My Life In Rectangles


Good Morning.


I am at my desk where I spend at least six hours a day seven days a week. I have a container of business cards on my desk, a modest collection that is reflective of my life. On top is a Pier I credit card. I recently purchased a package of thirty tea candles, unscented, white, and cheap, that will get me through the holidays. Next we have a computer guy who makes house calls. Apple Sales and Service with a Great Bedside Manner, the card reads. I don't remember ever doing business with him but his name is Ryan so I can probably conclude that he's under the age of forty. The next card belongs to a woman who sells olive oil. I don't like olives but I love olive oil and cannot exist without it.

Next we have my eye doctor, also a woman. All of the medical professionals in my life are women: my personal physician, my dentist, my veterinarian, and my eye doctor. Women doctors are good for women patients because they talk about stuff that men doctors don't talk about, e.g. my regular doc advises me on what kind of moisturizer to use and asks me how I'm getting along mentally, even if I'd like to date again and I actually cleaned that last part up a bit. Men don't get into issues like that and the answer is so, I don't want to date again, in fact I can't imagine anything more horrifying.

Then we have the people who get rid of dandelions and crab grass, a plumber with a slogan All Things Water, Waste, and Natural Gas - not aesthetically appealing in my view - an auto body shop, the guy who sold me my cell phone, a florist, a guy who mowed my lawn for awhile and also whacked out some wonderful plants because he thought they were weeds, and seven AARP cards. American citizens start hearing from this organization at the age of fifty and it's poppycock. These are the folks who lobby in Washington for old people and have determined that senescence begins at fifty. Good Christmas, when I was fifty I felt like thirty and acted like it too.

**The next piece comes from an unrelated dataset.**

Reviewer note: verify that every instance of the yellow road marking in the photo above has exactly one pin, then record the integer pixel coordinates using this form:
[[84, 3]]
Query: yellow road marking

Also on my desk is a container of pens, a garbage service calendar that tells me when to recycle, and a prayer, framed in silver, that promises to drive out all snares of the enemy that I take to mean anything that would do harm to my home and presumably myself. It was given to me by someone who is a great deal more pious than I am and who apparently thought I need some divine intervention. I have stacks of cookbooks, old magazines, and several movies I have recently watched at my desk. They include All the President's Men, Four Weddings and a Funeral, and Spotlight, the film about The Boston Globe's investigation into the church scandal. The movies are also reflective of me; I'm interested in politics, I love anything British, and I heartily support a free press, particularly at the moment.

I have a stack of computer paper, a woefully bare social calendar, and a phone director I never use because I don't know anyone who still has a land line. Inside my center drawer I have the usual junk - paper clips, post its, rubber bands, stamps, return address labels, and a list of all my passwords. Underneath the desk is a wastebasket, crammed full, and a box of CDS with everything from Beethoven to Elvis. I'm more inclined toward the former these days, being a member of the AARP and the recipient of a monthly magazine with tips on how to sleep with a new hip replacement and where to vacation with a walker. Now that I've begun my day on such a promising note, I will head for the kitchen where I will see another reflection of myself in another oblong object: four kinds of cheese, chocolate ice cream, frozen meat, Rose's lime juice, and a bin full of potatoes.